The album is dead (or at least dying). Best get used to it.
As the currency of the realm, the album caught a cold the original Napster made it possible to just grab the songs you wanted without having to pay for a full record. That cold turned into bronchitis when Steve Jobs convinced the recording industry to offer a la carte selection on iTunes. And with streaming, we’re dealing with a fatal case of pneumonia.
The album had grown from a collection of songs and performances into a retail event, a reason for artists to record a bunch of songs for simultaneous release. Labels loved the high margins. Fans thought they were getting a good deal. Many performers used the length of an album to may coherent artistic statements. Albums became the foundation of everything from record stores to FM radio.
Now, though, we’re back to the days (pre-1965-ish) where the song rules. It’s all about singles,
Forbes takes a look at the current state of the album.
To many music artists and bands, making an album has always been the epitome of their art. This group of songs was a statement to their voice and current state of mind, not to mention a reflection of their social and physical environment. It was thought to be the highest form of recorded experience the artist could offer. It wasn’t always that way though, and for the most part, it’s not like that now. The trouble is, too many artists fail to recognize that the album is quickly becoming a relic of the past and even detrimental to their success.
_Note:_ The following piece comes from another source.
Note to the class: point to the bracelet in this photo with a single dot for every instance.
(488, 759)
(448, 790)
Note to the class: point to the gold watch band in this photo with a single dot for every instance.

We live in a singles world today. No longer does anyone consistently sit down for 40 or 50 consecutive minutes to listen to an album from front to back like they used to. In our portable music society today where streaming music from Spotify or Apple Music is the king, there’s no reason to be tied to the music playback system or to listen to songs that we don’t care to listen to. If that’s the case, why should an artist even bother to spend the months it takes to create an album? It’s not like people are consuming them in any great numbers, and the costs involved can sometimes put both the artist and record label in financial jeopardy.